The Huffman code for header compression seems to leave a lot on the table for the sake of statelessness. Some quick measurements on URLs from one .har file expose a likely optimization that shouldn't add vulnerability.

60%+ of characters in :path: strings follow one of the same kind, i.e. numeral after numeral or lowercase after lowercase. Those that don’t, are usually followed by one that does. (E.g., in “key=value” the “y” predicts the character class of “v.”) This is sufficient to predict the high 3 bits of most characters, and also to map uppercase and lowercase characters to a common encoding. The current encoding effectively takes ~2 extra bits to uppercase a given character.
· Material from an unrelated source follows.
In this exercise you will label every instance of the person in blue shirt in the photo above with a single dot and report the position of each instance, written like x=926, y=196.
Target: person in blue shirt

It seems hard to imagine an exploit that could leverage three bits of state (one of which merely tells us that it’s not binary data), stored only from each character to its successor. On the other hand, the current scheme causes binary data to expand to ~300% of original size, and makes uppercase characters and punctuation noticeably larger than anything else, making any content which is encoded into text stick out obviously (not to mention that it doesn’t get compressed!). All this would seem to make it easier to pinpoint the size of certain data items. Conversely, if a high-water mark is used to determine how much padding is used to hide the size of the information, the worst case is what determines the ultimate efficacy of the compression. So, good performance over broader input would help security-minded users. And if we don’t address them, what’s the purpose of going stateless in the first place?

Should I pursue a minimally-stateful scheme for comparison? There should be a double-digit incremental improvement.

To be clear: I don’t claim to be a security or data compression expert.

Received on Monday, 17 March 2014 08:11:05 UTC